John, Bitches Brew is a tough listen, but it sure will kick your ass! It's like going to the Guggenheim.



NYC Composer said:


> and I love everything...before Bitches Brew.  It's always where you were in your head at the time and how that stood up for you over the years.


----------



## kgdrum (Sep 28, 2015)

I love everything Miles! I often joke I belong to the church of Miles Davis.

For people that like or even dislike his electric period from the '70's you might want to check out an incredible cd under Bill Laswells name:
Panthalassa,these are remixes from that period and it's really amazing! I found it on Amazon.


Miles was a complex artist and person,was he a nice guy? Not by most accounts but he was a true trailblazer and innovator imo like no other.
He influenced more changes and musicians than probably any artist in the history of Jazz.
I only saw him play live once in the 80's with his electric Go-Go oriented band and it was amazing!
I can and do listen to music from all of Miles periods,his Quintet from the 60's with Herbie,Tony and Wayne and Ron.... is probably my favorite but Bitches Brew and that period knock me out equally, the earlier bands from the 50's and early 60's are also incredible.
I have at last count 50 Miles cd's, yes I'm a bit of a Miles fanboy!I also have quite a few of his lp's including original pressings of Kind of Blue and Bitches Brew etc.....
Rashied Ali was a very close friend of mine,Miles hated how and what he played with Coltrane and mentioned it quite a few times in the biography "Miles" a great read btw......
I can't tell you how many times Rashied would play songs from Miles cd's over and over just muttering how that MFer was a fu**ing GENIUS and praise Miles not caring that Miles publicly dissed his playing and musical approach.
For me Miles was the most influential artist & innovator of the modern Jazz era.


----------



## synthpunk (Sep 28, 2015)

I believe I read Zawinul say he could be a very nice person.


----------



## NYC Composer (Sep 28, 2015)

I know a great musician who was in Dylan's band for years. 
His description-"mercurial."


----------



## Patrick de Caumette (Sep 28, 2015)

Huge Miles fan here.
Love his ability to lead great young talents in new directions, his sense of space, and his soulful voice.
Considering what African Americans had to deal with during the time period, i'll give him the benefit of the doubt as far as his bad reputation is concerned + drugs may have something to do with it...
Today's is the anniversary of his death.
Miles in the sky!


----------



## EastWest Lurker (Sep 28, 2015)

One of the musical giants of the last century, by any reasonable measuring stick IMHO.


----------



## synthpunk (Sep 28, 2015)

Kind Of Blue Documentary


----------



## David Story (Sep 28, 2015)

The epitome of cool in 2 bars.


----------



## NYC Composer (Sep 29, 2015)

David Story said:


> The epitome of cool in 2 bars.



I completely agree.


----------



## EastWest Lurker (Sep 29, 2015)

NYC Composer said:


> I completely agree.



+1.


----------



## cmillar (Sep 29, 2015)

A real artist in every sense of the word.


----------



## synthpunk (Oct 9, 2015)

First clip from the Movie Miles Ahead
https://www.yahoo.com/movies/first-watch-don-cheadle-as-jazz-icon-miles-davis-155527788.html


----------



## NYC Composer (Oct 9, 2015)

Very exciting....thanks for posting.

The James Brown movie fell curiously flat given its fabulous subject matter, although the music scenes were quite good.

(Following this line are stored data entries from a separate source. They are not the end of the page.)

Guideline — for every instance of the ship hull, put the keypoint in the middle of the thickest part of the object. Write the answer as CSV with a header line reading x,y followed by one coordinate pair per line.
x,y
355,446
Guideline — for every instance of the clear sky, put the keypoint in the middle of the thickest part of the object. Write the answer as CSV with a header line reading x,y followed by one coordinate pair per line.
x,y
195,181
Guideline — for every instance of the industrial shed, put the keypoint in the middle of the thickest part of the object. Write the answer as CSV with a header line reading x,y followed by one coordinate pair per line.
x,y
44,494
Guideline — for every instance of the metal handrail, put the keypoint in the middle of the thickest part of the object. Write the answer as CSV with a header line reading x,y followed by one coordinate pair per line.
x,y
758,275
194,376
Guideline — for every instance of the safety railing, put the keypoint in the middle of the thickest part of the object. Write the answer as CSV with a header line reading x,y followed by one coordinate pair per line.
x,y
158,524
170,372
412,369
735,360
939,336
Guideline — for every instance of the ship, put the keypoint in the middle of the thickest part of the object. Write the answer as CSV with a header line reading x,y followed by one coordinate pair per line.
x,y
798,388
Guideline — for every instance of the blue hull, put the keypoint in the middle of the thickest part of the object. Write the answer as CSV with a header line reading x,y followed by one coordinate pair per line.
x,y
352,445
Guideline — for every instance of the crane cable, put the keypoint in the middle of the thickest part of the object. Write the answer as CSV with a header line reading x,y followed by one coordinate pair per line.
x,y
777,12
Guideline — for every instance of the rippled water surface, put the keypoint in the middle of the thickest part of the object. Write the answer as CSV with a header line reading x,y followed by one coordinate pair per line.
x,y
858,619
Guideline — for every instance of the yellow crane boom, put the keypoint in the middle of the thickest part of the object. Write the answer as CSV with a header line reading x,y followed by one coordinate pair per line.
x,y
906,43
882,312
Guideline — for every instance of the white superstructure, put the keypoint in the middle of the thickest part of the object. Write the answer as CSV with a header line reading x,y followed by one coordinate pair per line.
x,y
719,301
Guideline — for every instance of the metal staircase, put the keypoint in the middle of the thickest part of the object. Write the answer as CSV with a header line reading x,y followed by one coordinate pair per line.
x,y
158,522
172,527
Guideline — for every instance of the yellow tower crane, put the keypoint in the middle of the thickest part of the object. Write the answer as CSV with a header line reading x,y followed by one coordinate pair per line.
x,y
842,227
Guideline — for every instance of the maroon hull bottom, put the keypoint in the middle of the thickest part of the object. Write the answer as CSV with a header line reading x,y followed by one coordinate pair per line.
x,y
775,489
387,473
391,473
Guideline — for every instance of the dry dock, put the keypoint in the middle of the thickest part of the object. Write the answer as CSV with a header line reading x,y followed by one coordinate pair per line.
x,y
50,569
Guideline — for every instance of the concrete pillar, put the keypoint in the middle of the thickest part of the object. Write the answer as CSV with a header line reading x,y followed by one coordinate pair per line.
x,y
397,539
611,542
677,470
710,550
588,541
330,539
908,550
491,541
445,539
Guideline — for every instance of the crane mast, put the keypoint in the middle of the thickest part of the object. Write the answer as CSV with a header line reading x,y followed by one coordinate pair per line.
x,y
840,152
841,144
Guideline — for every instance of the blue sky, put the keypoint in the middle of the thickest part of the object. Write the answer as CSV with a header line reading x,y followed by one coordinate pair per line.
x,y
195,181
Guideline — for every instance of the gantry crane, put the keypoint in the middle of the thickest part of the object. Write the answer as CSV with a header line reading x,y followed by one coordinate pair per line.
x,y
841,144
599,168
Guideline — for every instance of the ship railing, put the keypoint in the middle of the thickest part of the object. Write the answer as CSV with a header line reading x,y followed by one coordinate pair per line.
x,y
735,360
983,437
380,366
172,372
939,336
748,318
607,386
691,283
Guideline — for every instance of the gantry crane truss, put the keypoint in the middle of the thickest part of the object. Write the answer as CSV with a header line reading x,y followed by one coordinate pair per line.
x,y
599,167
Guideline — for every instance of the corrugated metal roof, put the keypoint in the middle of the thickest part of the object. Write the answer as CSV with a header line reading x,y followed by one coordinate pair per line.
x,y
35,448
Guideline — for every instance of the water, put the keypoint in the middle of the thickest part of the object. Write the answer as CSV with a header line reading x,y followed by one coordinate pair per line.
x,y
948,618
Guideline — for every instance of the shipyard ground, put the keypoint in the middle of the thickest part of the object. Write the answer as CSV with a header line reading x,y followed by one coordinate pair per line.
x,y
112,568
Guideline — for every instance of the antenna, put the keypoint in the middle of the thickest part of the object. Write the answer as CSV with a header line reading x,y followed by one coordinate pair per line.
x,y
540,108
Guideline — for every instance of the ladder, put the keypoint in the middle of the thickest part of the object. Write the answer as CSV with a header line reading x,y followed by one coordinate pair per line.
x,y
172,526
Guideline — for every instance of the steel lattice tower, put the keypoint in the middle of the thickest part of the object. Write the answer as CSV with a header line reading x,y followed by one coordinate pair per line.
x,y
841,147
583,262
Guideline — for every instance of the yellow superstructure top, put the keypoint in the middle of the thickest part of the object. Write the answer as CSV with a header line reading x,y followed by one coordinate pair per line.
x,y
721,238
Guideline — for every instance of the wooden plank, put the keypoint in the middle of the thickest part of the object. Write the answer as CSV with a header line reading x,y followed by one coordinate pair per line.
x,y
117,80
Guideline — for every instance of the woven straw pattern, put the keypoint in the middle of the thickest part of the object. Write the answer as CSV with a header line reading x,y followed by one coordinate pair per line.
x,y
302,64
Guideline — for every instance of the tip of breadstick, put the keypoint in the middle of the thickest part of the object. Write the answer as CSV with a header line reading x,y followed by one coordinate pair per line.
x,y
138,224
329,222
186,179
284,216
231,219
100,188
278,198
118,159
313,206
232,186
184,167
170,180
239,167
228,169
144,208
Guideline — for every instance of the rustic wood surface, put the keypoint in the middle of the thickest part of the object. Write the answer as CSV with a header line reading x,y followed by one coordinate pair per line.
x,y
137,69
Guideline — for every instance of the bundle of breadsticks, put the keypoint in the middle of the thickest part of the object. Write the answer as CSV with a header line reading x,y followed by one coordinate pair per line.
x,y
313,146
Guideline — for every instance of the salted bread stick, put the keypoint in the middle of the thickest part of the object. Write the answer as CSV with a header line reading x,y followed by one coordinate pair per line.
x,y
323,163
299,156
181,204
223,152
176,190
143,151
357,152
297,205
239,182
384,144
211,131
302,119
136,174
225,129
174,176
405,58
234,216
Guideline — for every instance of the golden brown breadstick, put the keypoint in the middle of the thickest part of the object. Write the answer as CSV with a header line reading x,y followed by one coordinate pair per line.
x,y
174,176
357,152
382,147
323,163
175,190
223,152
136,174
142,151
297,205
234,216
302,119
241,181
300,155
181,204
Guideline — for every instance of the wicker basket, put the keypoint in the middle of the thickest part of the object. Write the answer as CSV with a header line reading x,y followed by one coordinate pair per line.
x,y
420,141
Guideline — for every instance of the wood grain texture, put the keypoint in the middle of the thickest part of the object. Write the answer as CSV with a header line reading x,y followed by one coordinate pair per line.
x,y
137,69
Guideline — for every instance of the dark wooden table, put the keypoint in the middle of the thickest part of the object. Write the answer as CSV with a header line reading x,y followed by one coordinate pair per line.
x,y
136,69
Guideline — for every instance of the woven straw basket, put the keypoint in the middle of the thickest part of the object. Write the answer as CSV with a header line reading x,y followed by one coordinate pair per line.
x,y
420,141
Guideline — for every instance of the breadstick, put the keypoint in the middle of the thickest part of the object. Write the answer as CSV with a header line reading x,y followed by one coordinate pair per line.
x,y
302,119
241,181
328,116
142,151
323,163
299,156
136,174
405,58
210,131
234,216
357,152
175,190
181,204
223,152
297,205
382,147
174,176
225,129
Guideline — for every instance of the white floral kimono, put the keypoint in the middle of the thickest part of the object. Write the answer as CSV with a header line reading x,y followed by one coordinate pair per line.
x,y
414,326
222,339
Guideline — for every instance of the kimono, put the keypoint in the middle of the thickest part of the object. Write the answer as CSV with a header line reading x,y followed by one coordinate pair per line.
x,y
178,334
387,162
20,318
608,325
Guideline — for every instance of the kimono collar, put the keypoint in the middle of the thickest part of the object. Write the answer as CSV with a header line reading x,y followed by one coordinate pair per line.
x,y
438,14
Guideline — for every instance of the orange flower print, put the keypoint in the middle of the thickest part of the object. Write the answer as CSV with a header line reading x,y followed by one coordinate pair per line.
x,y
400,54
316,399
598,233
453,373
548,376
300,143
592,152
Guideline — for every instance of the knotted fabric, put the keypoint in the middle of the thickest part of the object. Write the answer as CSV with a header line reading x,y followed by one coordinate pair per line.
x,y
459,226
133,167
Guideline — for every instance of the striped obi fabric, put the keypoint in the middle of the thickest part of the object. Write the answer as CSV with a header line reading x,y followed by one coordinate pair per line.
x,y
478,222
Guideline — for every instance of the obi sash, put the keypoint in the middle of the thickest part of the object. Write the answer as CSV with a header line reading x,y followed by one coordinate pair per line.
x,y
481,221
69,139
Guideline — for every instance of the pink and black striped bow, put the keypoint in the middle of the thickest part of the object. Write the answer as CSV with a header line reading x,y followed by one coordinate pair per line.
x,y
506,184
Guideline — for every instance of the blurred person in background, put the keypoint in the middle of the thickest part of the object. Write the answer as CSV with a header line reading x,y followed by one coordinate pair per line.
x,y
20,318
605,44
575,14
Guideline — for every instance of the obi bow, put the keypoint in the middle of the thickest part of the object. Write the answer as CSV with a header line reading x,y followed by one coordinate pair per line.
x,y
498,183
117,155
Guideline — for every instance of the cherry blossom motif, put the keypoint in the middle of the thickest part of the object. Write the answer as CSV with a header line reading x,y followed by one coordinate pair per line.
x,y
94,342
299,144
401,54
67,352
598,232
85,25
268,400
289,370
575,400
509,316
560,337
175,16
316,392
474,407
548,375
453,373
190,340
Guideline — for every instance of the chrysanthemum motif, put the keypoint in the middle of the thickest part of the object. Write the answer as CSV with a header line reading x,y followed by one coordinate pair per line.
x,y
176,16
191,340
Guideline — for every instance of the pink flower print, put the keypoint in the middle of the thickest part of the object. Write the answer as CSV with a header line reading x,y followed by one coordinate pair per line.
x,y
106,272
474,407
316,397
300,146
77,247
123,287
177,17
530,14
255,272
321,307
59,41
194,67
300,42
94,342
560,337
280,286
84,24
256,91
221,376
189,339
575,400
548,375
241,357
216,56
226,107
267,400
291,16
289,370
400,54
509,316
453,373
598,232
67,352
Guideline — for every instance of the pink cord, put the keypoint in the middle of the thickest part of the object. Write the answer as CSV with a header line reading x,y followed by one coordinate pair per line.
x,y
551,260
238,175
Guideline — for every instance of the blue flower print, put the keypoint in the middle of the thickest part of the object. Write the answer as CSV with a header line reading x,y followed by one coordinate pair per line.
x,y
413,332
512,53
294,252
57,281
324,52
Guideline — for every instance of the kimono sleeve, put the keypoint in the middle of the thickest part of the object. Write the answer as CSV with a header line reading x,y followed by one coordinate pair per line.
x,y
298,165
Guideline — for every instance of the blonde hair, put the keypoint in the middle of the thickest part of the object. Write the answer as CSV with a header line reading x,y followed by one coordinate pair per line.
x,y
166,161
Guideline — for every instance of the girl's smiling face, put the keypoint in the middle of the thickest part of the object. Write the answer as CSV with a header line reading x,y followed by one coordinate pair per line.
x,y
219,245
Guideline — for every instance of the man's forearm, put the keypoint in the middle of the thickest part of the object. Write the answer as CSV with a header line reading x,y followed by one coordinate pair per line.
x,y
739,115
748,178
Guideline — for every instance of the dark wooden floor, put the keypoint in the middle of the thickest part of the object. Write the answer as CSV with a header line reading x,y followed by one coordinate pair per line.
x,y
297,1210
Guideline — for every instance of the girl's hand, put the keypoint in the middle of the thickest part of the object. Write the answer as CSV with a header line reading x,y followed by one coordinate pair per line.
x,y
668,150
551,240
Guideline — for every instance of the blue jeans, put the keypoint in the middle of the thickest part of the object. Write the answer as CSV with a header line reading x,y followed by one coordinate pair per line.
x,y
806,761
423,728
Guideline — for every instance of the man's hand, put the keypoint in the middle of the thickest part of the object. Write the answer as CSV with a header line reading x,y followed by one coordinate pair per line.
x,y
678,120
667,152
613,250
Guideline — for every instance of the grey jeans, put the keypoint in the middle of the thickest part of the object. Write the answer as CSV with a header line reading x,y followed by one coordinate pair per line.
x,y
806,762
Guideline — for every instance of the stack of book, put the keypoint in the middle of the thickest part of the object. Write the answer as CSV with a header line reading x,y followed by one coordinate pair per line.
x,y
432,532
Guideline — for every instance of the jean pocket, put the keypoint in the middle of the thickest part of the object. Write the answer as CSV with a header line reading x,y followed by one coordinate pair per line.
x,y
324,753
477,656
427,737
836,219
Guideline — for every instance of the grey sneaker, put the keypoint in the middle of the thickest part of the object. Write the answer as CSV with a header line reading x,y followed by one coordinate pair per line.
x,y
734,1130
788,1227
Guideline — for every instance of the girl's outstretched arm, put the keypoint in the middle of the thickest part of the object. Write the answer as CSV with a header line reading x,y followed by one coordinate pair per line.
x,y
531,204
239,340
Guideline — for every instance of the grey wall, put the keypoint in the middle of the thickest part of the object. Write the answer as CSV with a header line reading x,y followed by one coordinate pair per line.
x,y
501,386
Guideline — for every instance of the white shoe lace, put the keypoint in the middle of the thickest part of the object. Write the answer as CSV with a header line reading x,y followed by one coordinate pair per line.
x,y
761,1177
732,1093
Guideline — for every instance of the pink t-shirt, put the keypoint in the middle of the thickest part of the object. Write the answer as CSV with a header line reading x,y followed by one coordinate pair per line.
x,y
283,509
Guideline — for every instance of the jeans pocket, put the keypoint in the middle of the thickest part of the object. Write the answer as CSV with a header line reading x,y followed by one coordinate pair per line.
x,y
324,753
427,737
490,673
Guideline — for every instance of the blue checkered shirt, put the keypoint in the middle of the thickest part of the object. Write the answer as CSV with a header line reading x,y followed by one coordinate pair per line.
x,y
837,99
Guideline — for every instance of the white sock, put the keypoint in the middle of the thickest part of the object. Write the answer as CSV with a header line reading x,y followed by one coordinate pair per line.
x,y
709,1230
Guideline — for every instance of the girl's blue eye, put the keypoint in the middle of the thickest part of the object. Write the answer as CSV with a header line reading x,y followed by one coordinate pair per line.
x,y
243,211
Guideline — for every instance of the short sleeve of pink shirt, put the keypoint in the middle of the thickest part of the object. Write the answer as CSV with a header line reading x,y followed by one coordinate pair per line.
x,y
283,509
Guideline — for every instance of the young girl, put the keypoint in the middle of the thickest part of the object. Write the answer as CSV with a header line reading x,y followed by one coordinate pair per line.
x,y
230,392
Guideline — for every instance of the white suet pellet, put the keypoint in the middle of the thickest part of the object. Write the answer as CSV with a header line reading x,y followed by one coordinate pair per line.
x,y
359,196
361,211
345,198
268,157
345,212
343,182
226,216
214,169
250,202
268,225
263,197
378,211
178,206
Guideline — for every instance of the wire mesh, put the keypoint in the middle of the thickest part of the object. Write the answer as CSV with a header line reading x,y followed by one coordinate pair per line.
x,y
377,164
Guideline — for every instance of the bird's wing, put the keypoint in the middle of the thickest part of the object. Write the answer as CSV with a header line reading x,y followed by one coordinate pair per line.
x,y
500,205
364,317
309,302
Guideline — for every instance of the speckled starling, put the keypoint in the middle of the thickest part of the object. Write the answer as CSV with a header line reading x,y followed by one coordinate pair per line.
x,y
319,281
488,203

I trust Don Cheadle here for all the fine work he's done, but a tough story to tell. I hope he doesn't sanitize it.


----------



## stonzthro (Oct 9, 2015)

I'll be seeing this one for sure - Miles Davis truly an original voice.


----------



## jonathanparham (Jul 20, 2017)

David Story said:


> The epitome of cool in 2 bars.


first jazz piece I have learned


----------



## NYC Composer (Jul 28, 2017)

Oh, for anyone who never realized it (like me) the similarity of "So What" to the horn riff in James Brown's "Cold Sweat" was not exactly an accident, as described by his co-writer Peewee Ellis.


----------